Heidi Harley
In Roberta D'Alessandro, Irene Franco and Angél J. Gallego (eds), The Verbal Domain, pp. 3-28. Oxford: OUP.
Publication year: 2017

I first consider several case studies that suggest that Pylkkänen’s 2002, 2008Voice-bundling parameter is on the right track. There are bundling languages where it appears that both v and Voice functions are tightly correlated, appearing and disappearing together; and there are splitting languages where the functions are distributed across two distinct projections and can be manipulated independently. The bundling languages I will consider are Chol and Persian, while for splitting languages we look at Hiaki and Chemehuevi. We apply the predictions of the splitting/bundling parameter to the interaction of passive and light verb constructions in Italian, suggesting that it is Voice-bundling.

I then focus narrowly on v, reviewing arguments from Key (2013) and Jung (2015) about productive causatives, applicatives, and passive, looking at Key’s treatment of Turkish causatives and Jung’s discussion of Korean and Hiaki applicatives and causatives. These patterns indicate that productive causatives are not a recursive v, as assumed in Harley (1995, 2013), but instead realize a pure “Caus” category. The verbalizing v and the causativizing Caus are categorically and morphosyntactically distinct. Finally, a sketchy, possibly cartographic picture of the hierarchy of derivational verbal projections begins to emerge.

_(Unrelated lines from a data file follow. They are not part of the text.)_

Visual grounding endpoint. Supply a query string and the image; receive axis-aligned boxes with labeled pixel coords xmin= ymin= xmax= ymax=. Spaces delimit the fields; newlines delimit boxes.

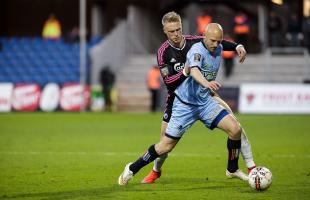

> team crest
xmin=194 ymin=53 xmax=201 ymax=62
xmin=160 ymin=67 xmax=169 ymax=77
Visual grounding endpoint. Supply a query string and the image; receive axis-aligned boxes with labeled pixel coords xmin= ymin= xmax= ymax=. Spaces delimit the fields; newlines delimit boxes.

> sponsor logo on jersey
xmin=173 ymin=63 xmax=184 ymax=72
xmin=164 ymin=113 xmax=168 ymax=119
xmin=160 ymin=66 xmax=169 ymax=77
xmin=194 ymin=53 xmax=201 ymax=62
xmin=170 ymin=58 xmax=177 ymax=62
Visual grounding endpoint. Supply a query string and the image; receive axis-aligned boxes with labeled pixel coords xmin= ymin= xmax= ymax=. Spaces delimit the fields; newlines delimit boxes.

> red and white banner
xmin=60 ymin=83 xmax=90 ymax=111
xmin=12 ymin=83 xmax=41 ymax=111
xmin=239 ymin=84 xmax=310 ymax=114
xmin=0 ymin=83 xmax=14 ymax=112
xmin=40 ymin=83 xmax=60 ymax=112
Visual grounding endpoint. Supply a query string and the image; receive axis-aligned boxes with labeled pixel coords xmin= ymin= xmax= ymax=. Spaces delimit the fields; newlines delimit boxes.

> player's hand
xmin=208 ymin=81 xmax=221 ymax=91
xmin=236 ymin=45 xmax=246 ymax=63
xmin=183 ymin=65 xmax=191 ymax=76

One Response to “The “bundling” hypothesis and the disparate functions of little v”

  1. Abdel El Hankari

    Dear Heidi,
    I find the reasoning to be very interesting. You examined my PhD thesis way back and I learnt a lot from your comments and I am still learning from your work! I work on Berber (especially, Tarifit Berber), which also resists passivization. Berber does have a passive morpheme but it can be found only with a very small number of verbs (3 or 4). Typical transitive-agentive verbs realise their passive using inchoative or middle passive kind of morphology similar to what you discussed from Persian. Some other verbs resist all kinds passivization and can only be used in the active voice. Berber has also a causative (agentive) morpheme but never appears with unaccusative verbs. This causative morpheme can also combine with a lexical root to derive an intransitive-unergative verb with a subject-causer. Under the ‘bundling’ hypothesis, it can be concluded that Berber is a Voice-bundling language. I was always puzzled by the issue of transitive verbs resisting the passive in my language. However, I have two questions about the analysis and I would be most grateful if you could spare some time to clarify them:
    (1) In the Italian examples in (21), you show that fare ‘make’ can be passivized only when it is used as the main verb. But the verb resists passivization when used as a light verb. But why is it that fare ‘make’ can still be passivized as the main verb? my understanding is that any verb that can be passivized has a Voice or (agentive) little-v in the active sentence. There must be a reason in your reasoning but somehow I cannot see it (sorry!).
    (2) The second point has to do with English. Pylkkänen (2002, 2008) observes that Japanese can causativise unergative verbs (takes 2 arguments) which she takes as evidence that it is a Voice-splitting language, but this option is not available to English and is therefore Voice-bundling. However, Voice-bundling languages are expected to resist passivization but English does not. Thanks very much in advance.